As regras sobre a área conhecida como Copa do Povo foram inseridas de contrabando num projeto de 2011 que tratava de reaproveitamento e desapropriação de edifícios subutilizados na região central da cidade. Aprovado pela Câmara Municipal em junho, o texto teve todas as suas disposições vetadas pelo prefeito, menos aquelas enxertadas de última hora.

Não bastasse isso, Haddad ainda optou por desconsiderar uma exigência votada pelos vereadores: a de que as moradias fossem concedidas às famílias previamente cadastradas na fila da Secretaria Municipal de Habitação, com preferência para as que já residissem em distritos da própria zona leste.

O petista sustenta, quanto a esse ponto, ter agido em defesa da isonomia, a fim de que não houvesse privilégio às organizações daquela região paulistana. Na prática, contudo, sua canetada produzirá efeitos bem menos republicanos.

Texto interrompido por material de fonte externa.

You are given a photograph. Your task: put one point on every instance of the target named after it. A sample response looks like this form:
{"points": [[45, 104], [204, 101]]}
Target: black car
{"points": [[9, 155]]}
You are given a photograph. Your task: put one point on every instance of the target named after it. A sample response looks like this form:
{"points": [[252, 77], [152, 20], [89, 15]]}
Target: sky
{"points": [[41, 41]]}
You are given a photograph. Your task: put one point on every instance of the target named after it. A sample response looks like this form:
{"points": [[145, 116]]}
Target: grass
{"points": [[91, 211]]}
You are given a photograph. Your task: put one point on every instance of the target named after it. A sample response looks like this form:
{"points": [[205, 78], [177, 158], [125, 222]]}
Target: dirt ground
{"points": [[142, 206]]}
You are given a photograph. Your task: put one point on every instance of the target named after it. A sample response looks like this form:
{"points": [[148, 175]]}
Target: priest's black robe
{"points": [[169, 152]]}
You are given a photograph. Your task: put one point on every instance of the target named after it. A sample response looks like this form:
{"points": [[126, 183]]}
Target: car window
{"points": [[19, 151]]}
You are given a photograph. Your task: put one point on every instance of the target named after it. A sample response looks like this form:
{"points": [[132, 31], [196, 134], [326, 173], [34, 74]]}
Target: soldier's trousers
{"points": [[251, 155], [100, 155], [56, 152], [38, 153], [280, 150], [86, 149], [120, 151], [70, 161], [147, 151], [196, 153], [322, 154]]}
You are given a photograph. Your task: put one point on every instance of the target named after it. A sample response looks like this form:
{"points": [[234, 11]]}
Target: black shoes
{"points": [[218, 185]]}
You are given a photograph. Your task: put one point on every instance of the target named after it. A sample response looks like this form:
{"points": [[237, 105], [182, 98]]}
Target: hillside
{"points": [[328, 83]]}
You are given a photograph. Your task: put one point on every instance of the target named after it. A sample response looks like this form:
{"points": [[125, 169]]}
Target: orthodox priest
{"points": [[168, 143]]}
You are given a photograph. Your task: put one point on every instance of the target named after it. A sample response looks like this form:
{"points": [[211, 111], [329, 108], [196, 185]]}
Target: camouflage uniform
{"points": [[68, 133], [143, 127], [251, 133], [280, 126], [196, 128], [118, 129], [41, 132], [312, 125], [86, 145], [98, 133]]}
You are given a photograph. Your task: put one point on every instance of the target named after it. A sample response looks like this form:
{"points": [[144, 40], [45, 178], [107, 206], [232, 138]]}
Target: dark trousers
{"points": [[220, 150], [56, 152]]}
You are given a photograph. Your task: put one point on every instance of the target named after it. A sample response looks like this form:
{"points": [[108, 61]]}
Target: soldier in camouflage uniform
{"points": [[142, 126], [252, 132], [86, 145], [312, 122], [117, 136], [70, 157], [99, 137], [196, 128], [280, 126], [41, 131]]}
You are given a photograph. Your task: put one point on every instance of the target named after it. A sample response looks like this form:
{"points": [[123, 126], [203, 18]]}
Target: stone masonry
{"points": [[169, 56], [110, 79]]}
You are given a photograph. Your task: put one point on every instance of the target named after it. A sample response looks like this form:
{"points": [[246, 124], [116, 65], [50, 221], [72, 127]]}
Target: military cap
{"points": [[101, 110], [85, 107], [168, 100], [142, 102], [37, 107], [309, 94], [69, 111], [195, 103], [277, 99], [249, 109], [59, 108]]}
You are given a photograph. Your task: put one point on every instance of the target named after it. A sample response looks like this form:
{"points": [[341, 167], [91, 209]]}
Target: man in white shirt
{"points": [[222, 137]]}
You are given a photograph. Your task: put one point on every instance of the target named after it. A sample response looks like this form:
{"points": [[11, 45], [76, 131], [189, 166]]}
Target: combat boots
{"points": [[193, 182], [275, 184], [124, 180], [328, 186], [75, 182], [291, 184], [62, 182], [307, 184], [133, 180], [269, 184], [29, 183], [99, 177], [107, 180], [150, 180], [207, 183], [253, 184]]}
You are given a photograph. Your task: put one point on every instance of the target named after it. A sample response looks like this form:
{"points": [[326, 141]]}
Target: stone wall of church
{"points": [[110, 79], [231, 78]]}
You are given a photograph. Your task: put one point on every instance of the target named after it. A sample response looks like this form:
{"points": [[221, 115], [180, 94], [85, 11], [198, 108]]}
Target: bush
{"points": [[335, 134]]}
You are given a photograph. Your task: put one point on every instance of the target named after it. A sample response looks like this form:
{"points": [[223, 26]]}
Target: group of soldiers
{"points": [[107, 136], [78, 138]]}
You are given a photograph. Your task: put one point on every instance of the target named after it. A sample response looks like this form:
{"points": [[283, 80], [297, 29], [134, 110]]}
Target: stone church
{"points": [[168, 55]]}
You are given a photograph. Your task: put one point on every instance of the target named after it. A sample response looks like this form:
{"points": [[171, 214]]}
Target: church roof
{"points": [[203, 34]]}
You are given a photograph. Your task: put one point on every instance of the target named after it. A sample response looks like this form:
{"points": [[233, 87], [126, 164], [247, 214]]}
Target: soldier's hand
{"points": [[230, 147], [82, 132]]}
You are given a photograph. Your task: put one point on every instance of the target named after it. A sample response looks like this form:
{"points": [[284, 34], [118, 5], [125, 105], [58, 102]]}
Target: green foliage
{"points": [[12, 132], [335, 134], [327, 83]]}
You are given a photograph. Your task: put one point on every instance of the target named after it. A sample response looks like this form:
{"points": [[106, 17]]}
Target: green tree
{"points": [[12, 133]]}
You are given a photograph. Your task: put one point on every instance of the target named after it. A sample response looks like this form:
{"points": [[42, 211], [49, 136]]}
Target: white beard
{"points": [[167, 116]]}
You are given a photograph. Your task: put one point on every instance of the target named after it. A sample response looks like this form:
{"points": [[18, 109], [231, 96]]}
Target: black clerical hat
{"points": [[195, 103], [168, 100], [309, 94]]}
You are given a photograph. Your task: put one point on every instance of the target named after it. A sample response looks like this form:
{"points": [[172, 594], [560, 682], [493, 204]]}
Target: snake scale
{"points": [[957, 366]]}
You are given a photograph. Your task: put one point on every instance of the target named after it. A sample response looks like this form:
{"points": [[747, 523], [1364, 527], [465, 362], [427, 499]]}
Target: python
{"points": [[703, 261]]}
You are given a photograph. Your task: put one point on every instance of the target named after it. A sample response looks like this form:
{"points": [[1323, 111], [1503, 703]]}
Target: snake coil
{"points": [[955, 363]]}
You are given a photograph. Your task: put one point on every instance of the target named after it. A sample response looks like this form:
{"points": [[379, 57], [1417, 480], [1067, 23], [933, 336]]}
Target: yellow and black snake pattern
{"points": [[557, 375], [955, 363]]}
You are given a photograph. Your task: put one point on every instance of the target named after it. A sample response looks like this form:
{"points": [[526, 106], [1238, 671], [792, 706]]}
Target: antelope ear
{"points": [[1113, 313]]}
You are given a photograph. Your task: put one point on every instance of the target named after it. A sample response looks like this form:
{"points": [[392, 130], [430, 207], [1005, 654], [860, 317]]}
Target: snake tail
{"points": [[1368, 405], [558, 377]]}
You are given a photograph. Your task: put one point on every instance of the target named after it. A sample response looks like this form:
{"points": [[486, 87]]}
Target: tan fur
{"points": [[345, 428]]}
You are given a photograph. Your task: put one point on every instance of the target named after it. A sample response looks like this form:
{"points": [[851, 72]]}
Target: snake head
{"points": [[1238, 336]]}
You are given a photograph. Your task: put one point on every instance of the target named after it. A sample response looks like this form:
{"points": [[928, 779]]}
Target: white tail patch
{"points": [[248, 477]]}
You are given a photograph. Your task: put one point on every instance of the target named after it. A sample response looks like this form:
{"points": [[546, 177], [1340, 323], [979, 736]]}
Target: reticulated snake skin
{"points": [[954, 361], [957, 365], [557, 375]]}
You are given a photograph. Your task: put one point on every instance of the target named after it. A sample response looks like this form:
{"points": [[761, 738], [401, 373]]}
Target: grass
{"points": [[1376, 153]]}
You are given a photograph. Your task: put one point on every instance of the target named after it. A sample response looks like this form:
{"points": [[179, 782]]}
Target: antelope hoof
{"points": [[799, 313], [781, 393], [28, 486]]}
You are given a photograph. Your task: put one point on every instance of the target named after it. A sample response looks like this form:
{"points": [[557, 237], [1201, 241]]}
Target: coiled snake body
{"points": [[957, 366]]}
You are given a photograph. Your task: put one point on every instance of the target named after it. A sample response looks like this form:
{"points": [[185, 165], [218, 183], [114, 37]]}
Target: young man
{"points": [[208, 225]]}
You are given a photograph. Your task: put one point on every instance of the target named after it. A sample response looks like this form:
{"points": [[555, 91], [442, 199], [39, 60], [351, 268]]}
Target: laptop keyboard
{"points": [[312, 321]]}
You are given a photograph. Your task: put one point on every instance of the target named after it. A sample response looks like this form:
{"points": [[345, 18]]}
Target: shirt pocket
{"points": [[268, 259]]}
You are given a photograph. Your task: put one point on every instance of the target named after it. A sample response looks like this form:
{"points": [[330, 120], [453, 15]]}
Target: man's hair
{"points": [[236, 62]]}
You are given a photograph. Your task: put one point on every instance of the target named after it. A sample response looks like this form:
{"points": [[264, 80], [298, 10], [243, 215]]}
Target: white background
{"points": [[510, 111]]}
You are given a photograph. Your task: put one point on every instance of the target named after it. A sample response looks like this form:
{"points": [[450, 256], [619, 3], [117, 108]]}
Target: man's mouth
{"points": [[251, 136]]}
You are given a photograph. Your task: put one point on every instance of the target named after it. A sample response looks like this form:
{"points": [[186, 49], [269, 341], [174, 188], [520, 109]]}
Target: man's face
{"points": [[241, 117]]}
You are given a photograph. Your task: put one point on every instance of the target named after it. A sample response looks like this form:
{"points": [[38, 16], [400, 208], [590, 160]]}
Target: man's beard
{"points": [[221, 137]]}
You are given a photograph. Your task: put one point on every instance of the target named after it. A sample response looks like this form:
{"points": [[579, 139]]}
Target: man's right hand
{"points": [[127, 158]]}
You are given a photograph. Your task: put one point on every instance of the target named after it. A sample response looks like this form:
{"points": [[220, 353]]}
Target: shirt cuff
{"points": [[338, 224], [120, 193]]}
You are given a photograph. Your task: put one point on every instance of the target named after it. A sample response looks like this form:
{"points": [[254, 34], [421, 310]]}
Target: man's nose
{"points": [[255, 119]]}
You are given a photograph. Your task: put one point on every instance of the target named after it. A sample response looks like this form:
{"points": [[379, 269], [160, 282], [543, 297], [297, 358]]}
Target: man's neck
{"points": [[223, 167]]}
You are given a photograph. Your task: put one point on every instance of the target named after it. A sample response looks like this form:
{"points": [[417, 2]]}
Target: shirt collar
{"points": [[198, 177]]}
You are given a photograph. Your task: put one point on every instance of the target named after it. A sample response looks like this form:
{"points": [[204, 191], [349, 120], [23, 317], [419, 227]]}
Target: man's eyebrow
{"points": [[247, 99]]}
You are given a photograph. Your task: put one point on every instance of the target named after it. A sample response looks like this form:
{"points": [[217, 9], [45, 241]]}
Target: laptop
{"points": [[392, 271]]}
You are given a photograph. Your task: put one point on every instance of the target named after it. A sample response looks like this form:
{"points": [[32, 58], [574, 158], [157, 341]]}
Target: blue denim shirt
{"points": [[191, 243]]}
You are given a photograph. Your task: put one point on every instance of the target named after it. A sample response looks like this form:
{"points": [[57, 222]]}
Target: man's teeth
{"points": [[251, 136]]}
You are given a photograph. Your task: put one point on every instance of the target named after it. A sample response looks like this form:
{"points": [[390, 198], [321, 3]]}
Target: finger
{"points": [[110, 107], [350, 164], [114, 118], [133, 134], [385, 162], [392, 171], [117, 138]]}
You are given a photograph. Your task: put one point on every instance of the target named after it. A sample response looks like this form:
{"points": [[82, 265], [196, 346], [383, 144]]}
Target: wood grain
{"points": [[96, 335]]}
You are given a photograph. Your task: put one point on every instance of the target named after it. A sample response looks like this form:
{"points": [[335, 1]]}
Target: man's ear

Do jeito que está, a lei deixa o MTST livre para acrescentar aos termos do Minha Casa, Minha Vida as condicionantes que bem entender. Ou seja, habitações na Copa do Povo serão distribuídas, entre as famílias carentes e observada a prioridade a quem vive em situação de risco, aos cidadãos com mais tempo no movimento e maior participação em protestos e invasões.

Entende-se que movimentos sociais busquem, com esses critérios, engrossar as fileiras de seus atos. É inaceitável, no entanto, que iniciativas dessa natureza contem com o beneplácito do poder público.

À prefeitura cabe assegurar o pleno respeito à lista, mantida pela própria municipalidade, de 130 mil famílias à espera de moradia. Do contrário, joga-se a cidade nas mãos de um reprovável sistema paralelo, baseado no esbulho de propriedades alheias e na desconsideração de pessoas que confiam na resposta das instituições oficiais.

Não se ignora a gravidade do deficit habitacional em São Paulo, para o qual as manifestações do MTST ajudaram a chamar a atenção.

Daí não decorre, todavia, que os princípios republicanos e a primazia da lei e da ordem possam ser ignorados --e muito menos que Fernando Haddad deva zelar somente pelos interesses dos grupos capazes de gritar mais alto.